Automation is happening. It’s all around us, and will be part of our future which has always been unpredictable. Obviously, we assume that it will have an impact on our jobs and on our lives. Of course it will, but if we look to the past, using telecommunications as an example, there were ladies, sitting in a room with headphones on, connecting phone calls by plugging and unplugging a jungle of cables. Since then, hundreds of new jobs have been created within this field and in other fields as well. On the other hand, hundreds of jobs have been modified or have disappeared.
The best examples of applied automation are found in industrial companies, where advanced robotics has become the centre of attention.
The Financial Times reported that analysts for Goldman Sachs have forecasted that in China, it now only takes 1.3 years, on average, for an industrial robot to pay back on its investment, down from 11.8 years in 2008. The trend in Slovakia is very similar. Universal Robots (UR) is the world’s number one in collaborative robotics (robots that can operate safely in proximity to people). The price of one UR3 model weighing 3 kg is €20,000, for the UR5 it is €24,000 and the UR10 it costs €30,000. The robot itself needs some additions – a base, tentacle and installation. Let’s say that a fully-equipped UR5 model costs €30,000. It’s maintenance-free, with a guarantee of 35,000 working hours and it can be leased; a 5-year lease costs €480 a month.

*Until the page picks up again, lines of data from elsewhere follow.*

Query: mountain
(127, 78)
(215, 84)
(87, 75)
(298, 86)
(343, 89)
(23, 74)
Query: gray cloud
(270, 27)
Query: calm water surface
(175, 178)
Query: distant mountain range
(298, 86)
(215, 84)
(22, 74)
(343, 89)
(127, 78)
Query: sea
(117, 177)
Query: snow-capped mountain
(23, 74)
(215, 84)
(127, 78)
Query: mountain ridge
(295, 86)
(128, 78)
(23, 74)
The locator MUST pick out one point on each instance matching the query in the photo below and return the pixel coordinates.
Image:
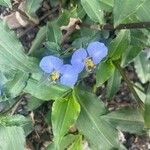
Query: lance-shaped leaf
(147, 109)
(126, 11)
(113, 84)
(45, 91)
(12, 53)
(99, 133)
(54, 33)
(126, 119)
(77, 144)
(38, 41)
(119, 45)
(142, 67)
(64, 114)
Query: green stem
(129, 84)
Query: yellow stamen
(89, 64)
(54, 75)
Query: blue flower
(0, 90)
(89, 58)
(65, 74)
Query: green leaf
(16, 120)
(77, 144)
(113, 84)
(147, 109)
(126, 11)
(38, 41)
(107, 5)
(54, 33)
(130, 54)
(93, 10)
(12, 138)
(6, 3)
(140, 91)
(142, 67)
(64, 113)
(14, 87)
(119, 45)
(12, 53)
(53, 48)
(103, 72)
(66, 141)
(126, 119)
(31, 6)
(89, 123)
(33, 103)
(45, 91)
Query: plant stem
(129, 84)
(138, 25)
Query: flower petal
(69, 75)
(97, 51)
(50, 63)
(78, 58)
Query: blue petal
(69, 75)
(78, 59)
(97, 51)
(50, 63)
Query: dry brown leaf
(73, 24)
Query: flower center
(54, 75)
(89, 64)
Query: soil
(41, 136)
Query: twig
(65, 36)
(129, 84)
(139, 25)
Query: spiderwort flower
(0, 90)
(89, 58)
(65, 74)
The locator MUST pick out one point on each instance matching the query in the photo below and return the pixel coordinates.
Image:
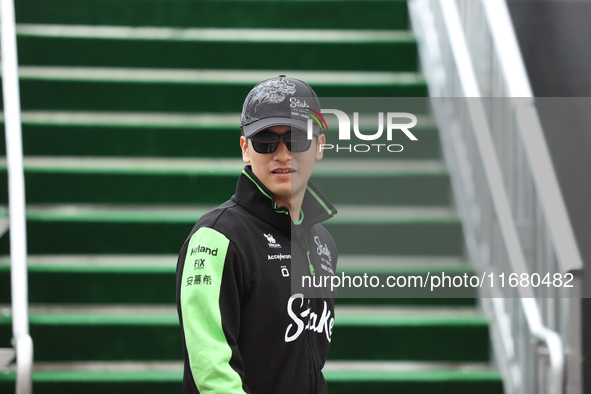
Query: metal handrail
(545, 180)
(536, 151)
(16, 196)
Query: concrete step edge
(215, 34)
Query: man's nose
(282, 153)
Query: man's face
(284, 173)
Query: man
(244, 329)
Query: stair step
(248, 49)
(152, 333)
(173, 135)
(360, 14)
(65, 229)
(168, 90)
(204, 181)
(140, 279)
(342, 378)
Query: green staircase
(131, 111)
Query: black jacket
(244, 330)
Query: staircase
(131, 126)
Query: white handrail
(497, 189)
(534, 143)
(16, 197)
(483, 138)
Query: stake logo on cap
(269, 104)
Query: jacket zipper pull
(312, 272)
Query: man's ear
(321, 140)
(244, 147)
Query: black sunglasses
(267, 142)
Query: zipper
(314, 377)
(312, 271)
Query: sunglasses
(267, 142)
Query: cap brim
(255, 127)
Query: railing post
(16, 198)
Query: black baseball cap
(279, 101)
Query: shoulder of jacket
(224, 219)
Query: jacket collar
(253, 196)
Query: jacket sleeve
(210, 287)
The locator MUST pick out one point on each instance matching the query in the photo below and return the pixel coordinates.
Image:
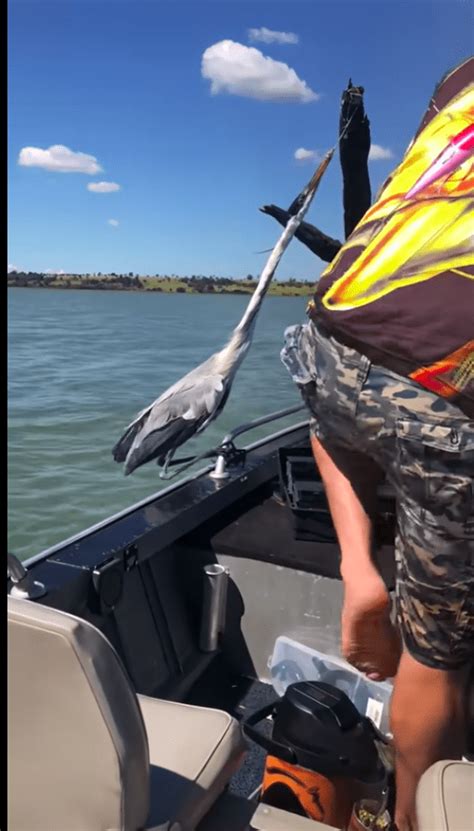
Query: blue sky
(194, 120)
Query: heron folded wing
(174, 419)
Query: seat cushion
(445, 797)
(194, 752)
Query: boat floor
(238, 696)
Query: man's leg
(428, 724)
(369, 640)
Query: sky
(144, 136)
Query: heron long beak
(312, 185)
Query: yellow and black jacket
(401, 290)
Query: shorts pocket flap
(451, 438)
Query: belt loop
(363, 371)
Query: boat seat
(85, 753)
(445, 797)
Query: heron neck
(247, 324)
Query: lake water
(81, 364)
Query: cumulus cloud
(103, 187)
(59, 159)
(304, 155)
(243, 70)
(269, 36)
(377, 152)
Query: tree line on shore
(196, 284)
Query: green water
(81, 364)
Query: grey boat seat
(445, 797)
(85, 753)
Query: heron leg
(168, 457)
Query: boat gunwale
(158, 495)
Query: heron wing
(177, 415)
(159, 409)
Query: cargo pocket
(435, 469)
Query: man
(387, 369)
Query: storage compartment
(292, 662)
(304, 494)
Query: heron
(186, 408)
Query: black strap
(286, 754)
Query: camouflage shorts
(425, 447)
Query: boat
(132, 670)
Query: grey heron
(187, 407)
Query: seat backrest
(77, 746)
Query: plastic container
(292, 661)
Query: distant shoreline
(165, 285)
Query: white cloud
(304, 155)
(377, 152)
(243, 70)
(269, 36)
(59, 159)
(103, 187)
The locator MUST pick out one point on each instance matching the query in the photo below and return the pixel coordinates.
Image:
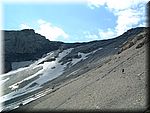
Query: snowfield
(28, 79)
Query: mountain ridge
(25, 45)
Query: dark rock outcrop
(26, 45)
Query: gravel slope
(102, 88)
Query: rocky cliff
(25, 45)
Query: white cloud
(48, 30)
(44, 1)
(129, 13)
(24, 26)
(107, 34)
(90, 36)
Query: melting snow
(47, 74)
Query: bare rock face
(25, 45)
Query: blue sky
(74, 22)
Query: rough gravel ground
(103, 88)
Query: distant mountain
(26, 45)
(42, 67)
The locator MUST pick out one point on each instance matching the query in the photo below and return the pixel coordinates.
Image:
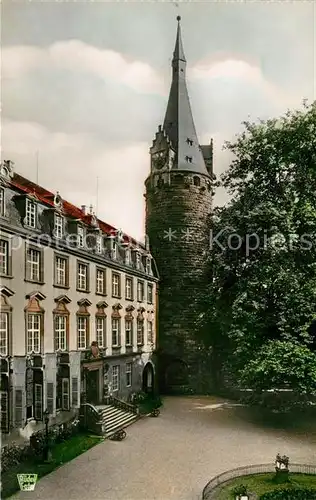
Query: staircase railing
(89, 417)
(121, 405)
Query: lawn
(262, 483)
(61, 453)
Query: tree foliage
(259, 313)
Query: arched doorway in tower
(176, 374)
(148, 379)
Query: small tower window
(178, 179)
(160, 182)
(196, 181)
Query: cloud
(77, 56)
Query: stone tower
(178, 207)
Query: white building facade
(78, 308)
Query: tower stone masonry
(178, 209)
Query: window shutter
(38, 402)
(18, 407)
(50, 397)
(65, 394)
(74, 391)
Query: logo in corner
(27, 482)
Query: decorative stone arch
(6, 317)
(101, 306)
(116, 310)
(61, 310)
(148, 378)
(176, 374)
(197, 181)
(178, 179)
(34, 307)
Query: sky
(85, 86)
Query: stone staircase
(108, 418)
(114, 419)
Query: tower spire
(178, 122)
(178, 54)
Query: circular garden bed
(265, 487)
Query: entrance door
(92, 386)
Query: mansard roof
(48, 198)
(178, 122)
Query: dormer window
(2, 202)
(80, 236)
(30, 213)
(58, 226)
(128, 257)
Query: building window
(82, 332)
(150, 332)
(116, 285)
(38, 401)
(30, 213)
(100, 281)
(80, 236)
(61, 271)
(65, 394)
(98, 244)
(2, 202)
(128, 332)
(4, 333)
(33, 265)
(100, 331)
(115, 332)
(4, 257)
(128, 372)
(82, 277)
(4, 406)
(148, 265)
(140, 291)
(137, 260)
(196, 181)
(115, 378)
(129, 288)
(33, 333)
(34, 394)
(58, 226)
(140, 332)
(60, 333)
(149, 293)
(113, 249)
(128, 258)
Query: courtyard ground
(173, 456)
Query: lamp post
(46, 447)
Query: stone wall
(177, 223)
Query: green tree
(258, 315)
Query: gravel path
(172, 457)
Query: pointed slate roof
(178, 122)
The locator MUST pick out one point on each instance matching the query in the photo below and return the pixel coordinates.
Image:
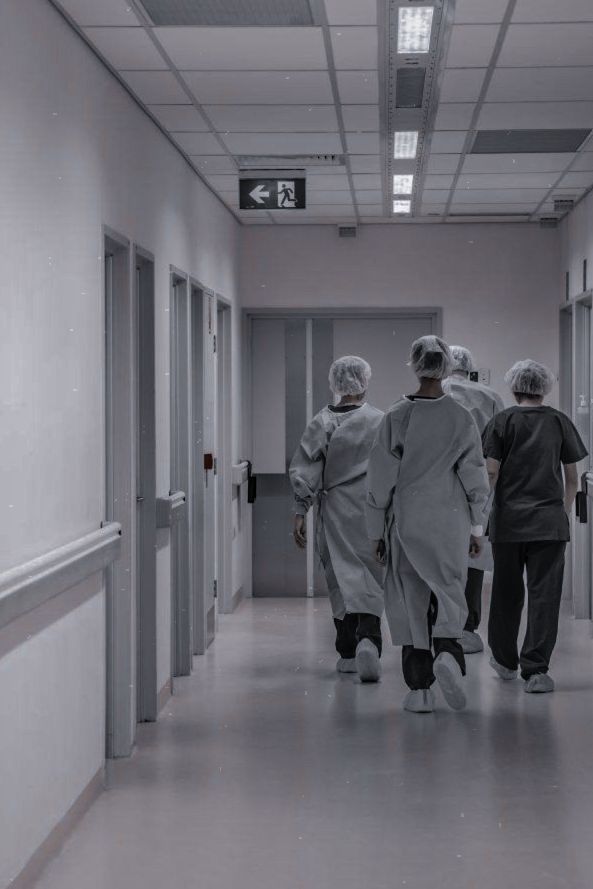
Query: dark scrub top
(531, 444)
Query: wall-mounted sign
(272, 194)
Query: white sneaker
(420, 700)
(449, 677)
(471, 642)
(346, 665)
(539, 683)
(367, 661)
(503, 672)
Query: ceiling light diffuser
(414, 27)
(405, 144)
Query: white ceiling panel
(447, 142)
(283, 143)
(361, 117)
(198, 143)
(454, 116)
(354, 47)
(179, 117)
(365, 163)
(541, 84)
(236, 49)
(547, 45)
(462, 84)
(471, 45)
(156, 87)
(273, 118)
(521, 163)
(479, 11)
(259, 87)
(351, 12)
(536, 115)
(127, 48)
(358, 86)
(363, 143)
(553, 11)
(89, 13)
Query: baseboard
(50, 847)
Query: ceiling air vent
(409, 89)
(229, 13)
(528, 141)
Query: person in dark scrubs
(532, 451)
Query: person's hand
(300, 532)
(476, 545)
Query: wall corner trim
(30, 585)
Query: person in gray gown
(329, 471)
(427, 489)
(483, 404)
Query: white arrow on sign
(258, 194)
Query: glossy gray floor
(269, 771)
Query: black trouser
(352, 629)
(417, 662)
(544, 561)
(473, 597)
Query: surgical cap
(349, 375)
(462, 359)
(528, 377)
(431, 358)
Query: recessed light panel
(405, 144)
(413, 30)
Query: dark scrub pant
(352, 629)
(544, 562)
(417, 662)
(473, 597)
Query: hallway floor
(267, 770)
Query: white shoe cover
(449, 677)
(420, 700)
(367, 661)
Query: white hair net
(528, 377)
(431, 358)
(463, 359)
(349, 375)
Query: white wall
(75, 153)
(497, 284)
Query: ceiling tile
(361, 118)
(471, 45)
(273, 118)
(363, 143)
(232, 49)
(358, 86)
(179, 117)
(89, 13)
(446, 142)
(259, 87)
(536, 115)
(127, 48)
(454, 116)
(354, 47)
(351, 12)
(462, 84)
(283, 143)
(540, 84)
(156, 87)
(547, 45)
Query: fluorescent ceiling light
(405, 144)
(402, 206)
(413, 30)
(403, 184)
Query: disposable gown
(483, 404)
(329, 470)
(427, 486)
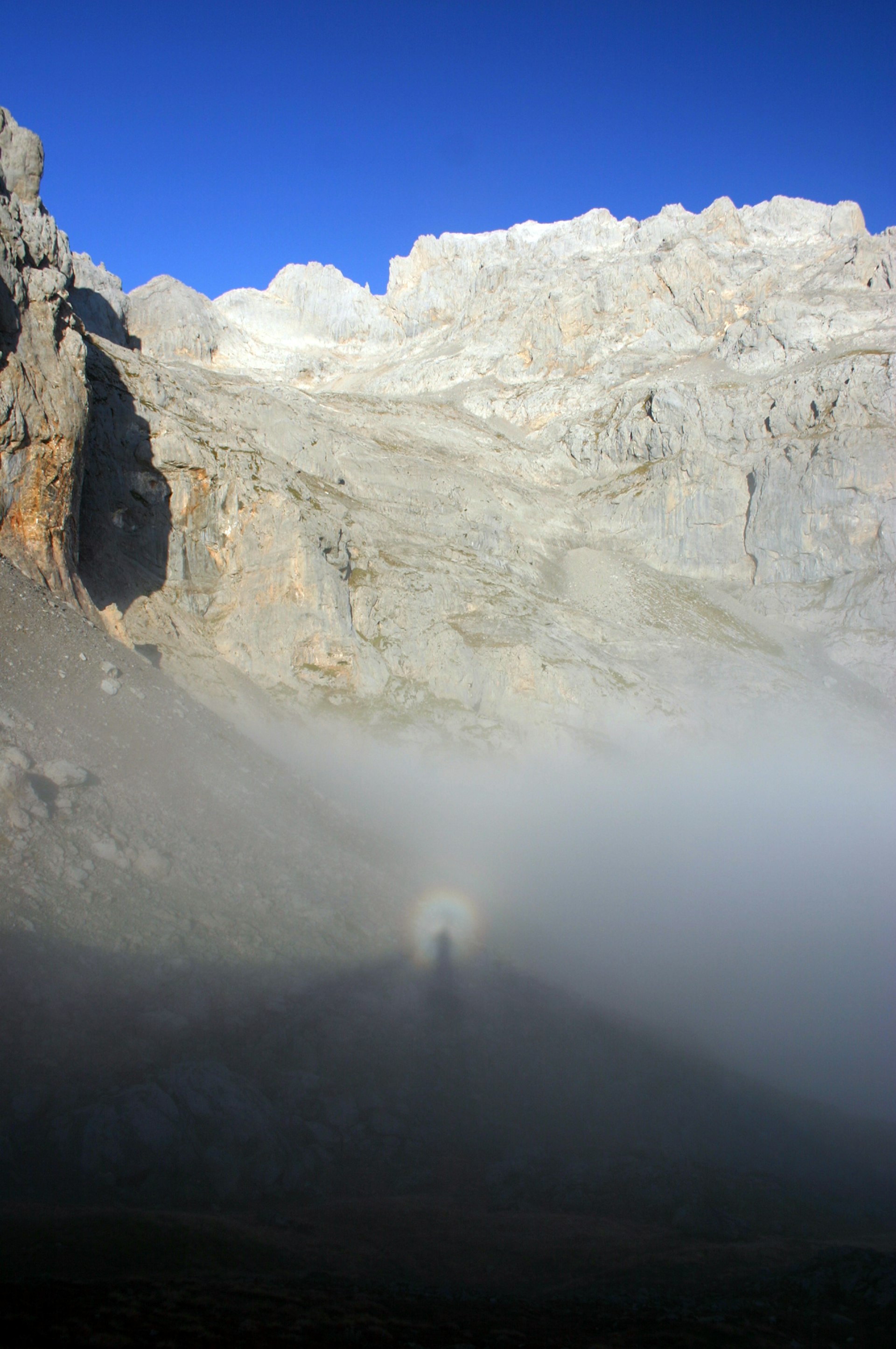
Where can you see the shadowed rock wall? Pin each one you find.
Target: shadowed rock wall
(43, 393)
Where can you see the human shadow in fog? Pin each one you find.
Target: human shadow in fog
(126, 514)
(180, 1083)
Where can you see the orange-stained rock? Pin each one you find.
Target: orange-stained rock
(43, 390)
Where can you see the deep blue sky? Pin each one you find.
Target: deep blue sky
(217, 142)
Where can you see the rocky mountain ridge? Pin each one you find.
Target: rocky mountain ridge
(555, 479)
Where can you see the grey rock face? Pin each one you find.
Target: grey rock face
(21, 160)
(558, 474)
(99, 301)
(169, 319)
(43, 394)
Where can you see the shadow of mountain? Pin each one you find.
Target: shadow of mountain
(126, 517)
(173, 1083)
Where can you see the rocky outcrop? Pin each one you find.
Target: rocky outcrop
(555, 475)
(169, 319)
(99, 300)
(43, 393)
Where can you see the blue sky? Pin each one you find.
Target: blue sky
(219, 142)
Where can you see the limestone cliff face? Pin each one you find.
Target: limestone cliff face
(43, 393)
(556, 474)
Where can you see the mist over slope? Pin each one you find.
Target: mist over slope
(285, 576)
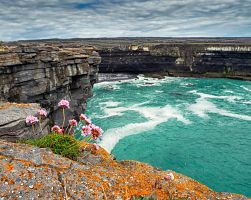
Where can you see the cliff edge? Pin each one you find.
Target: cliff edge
(28, 172)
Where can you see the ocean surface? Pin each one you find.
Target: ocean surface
(198, 127)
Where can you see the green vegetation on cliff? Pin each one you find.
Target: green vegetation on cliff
(64, 145)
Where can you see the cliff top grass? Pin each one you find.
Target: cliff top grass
(64, 145)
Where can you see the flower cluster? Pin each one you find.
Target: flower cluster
(64, 104)
(93, 130)
(84, 127)
(31, 120)
(169, 177)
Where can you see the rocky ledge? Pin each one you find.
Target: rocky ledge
(28, 172)
(45, 73)
(12, 121)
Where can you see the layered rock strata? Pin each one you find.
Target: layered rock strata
(43, 73)
(12, 121)
(28, 172)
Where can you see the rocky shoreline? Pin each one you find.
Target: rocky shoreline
(34, 74)
(29, 172)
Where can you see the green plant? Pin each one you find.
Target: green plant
(65, 145)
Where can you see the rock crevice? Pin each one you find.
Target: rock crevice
(44, 74)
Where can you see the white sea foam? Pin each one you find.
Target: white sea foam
(203, 95)
(159, 91)
(203, 106)
(246, 88)
(110, 103)
(154, 115)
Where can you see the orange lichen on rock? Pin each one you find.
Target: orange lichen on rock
(95, 175)
(6, 105)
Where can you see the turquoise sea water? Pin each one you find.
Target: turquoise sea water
(198, 127)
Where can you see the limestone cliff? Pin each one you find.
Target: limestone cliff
(199, 60)
(28, 172)
(43, 73)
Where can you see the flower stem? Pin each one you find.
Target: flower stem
(63, 118)
(69, 132)
(40, 124)
(33, 129)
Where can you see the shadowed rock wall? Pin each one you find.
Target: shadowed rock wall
(210, 60)
(44, 74)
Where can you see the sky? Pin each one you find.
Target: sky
(42, 19)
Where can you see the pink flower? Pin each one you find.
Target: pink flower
(86, 130)
(42, 112)
(73, 122)
(169, 177)
(96, 131)
(31, 120)
(88, 121)
(64, 104)
(82, 117)
(85, 118)
(96, 147)
(57, 129)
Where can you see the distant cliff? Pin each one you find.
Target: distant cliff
(196, 60)
(195, 57)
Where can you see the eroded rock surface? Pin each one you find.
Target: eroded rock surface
(12, 121)
(43, 73)
(28, 172)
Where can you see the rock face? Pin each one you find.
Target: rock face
(28, 172)
(199, 60)
(43, 73)
(12, 121)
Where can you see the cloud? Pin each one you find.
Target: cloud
(34, 19)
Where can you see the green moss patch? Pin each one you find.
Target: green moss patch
(64, 145)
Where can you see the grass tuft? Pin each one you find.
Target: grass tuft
(64, 145)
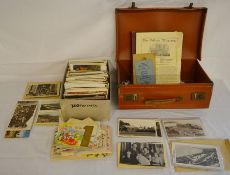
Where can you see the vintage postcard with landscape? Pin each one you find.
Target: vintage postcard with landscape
(139, 128)
(22, 120)
(141, 155)
(49, 113)
(23, 116)
(184, 127)
(42, 90)
(197, 156)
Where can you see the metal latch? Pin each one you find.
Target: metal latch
(130, 97)
(198, 96)
(133, 5)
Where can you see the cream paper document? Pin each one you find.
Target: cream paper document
(167, 46)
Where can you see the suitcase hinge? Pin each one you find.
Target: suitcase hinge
(198, 96)
(130, 97)
(190, 6)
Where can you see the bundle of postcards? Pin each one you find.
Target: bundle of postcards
(81, 139)
(87, 79)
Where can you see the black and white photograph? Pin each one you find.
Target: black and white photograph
(138, 128)
(23, 116)
(42, 89)
(140, 154)
(184, 127)
(50, 106)
(197, 156)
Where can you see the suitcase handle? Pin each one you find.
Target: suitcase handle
(163, 101)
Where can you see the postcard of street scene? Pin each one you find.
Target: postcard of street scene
(48, 118)
(23, 116)
(197, 156)
(42, 90)
(184, 128)
(141, 155)
(139, 128)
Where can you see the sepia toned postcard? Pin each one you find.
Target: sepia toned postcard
(49, 112)
(141, 155)
(17, 134)
(144, 68)
(50, 105)
(197, 156)
(23, 116)
(184, 127)
(48, 118)
(138, 128)
(42, 90)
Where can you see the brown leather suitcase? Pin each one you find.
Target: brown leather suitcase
(196, 89)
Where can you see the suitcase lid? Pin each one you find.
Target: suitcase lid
(188, 20)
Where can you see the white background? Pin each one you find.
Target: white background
(38, 36)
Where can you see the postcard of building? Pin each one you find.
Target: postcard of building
(42, 90)
(184, 127)
(197, 156)
(23, 116)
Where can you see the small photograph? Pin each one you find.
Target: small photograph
(140, 155)
(86, 68)
(48, 118)
(138, 128)
(23, 116)
(17, 134)
(184, 127)
(50, 106)
(197, 156)
(40, 89)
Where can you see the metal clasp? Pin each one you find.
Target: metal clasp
(198, 96)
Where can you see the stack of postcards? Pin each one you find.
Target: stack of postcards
(81, 139)
(87, 79)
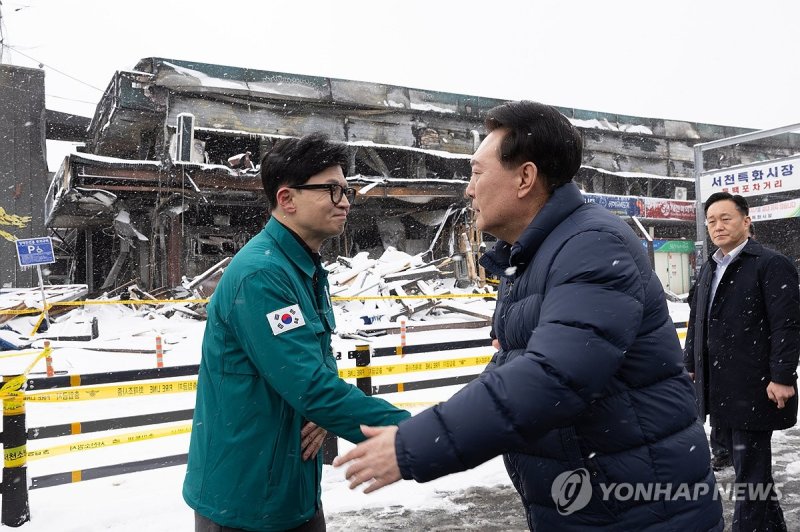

The cost of a human may be at least twice as much. Cheaper, more capable and advanced technologies are accelerating the growth of fully-automated production facilities. Advances in artificial intelligence and sensor technologies will allow robots to cope with a far greater degree of task-to-task variability. The ability to adapt their actions in response to changes in their environment will create opportunities for automation in areas such as the processing of agricultural products.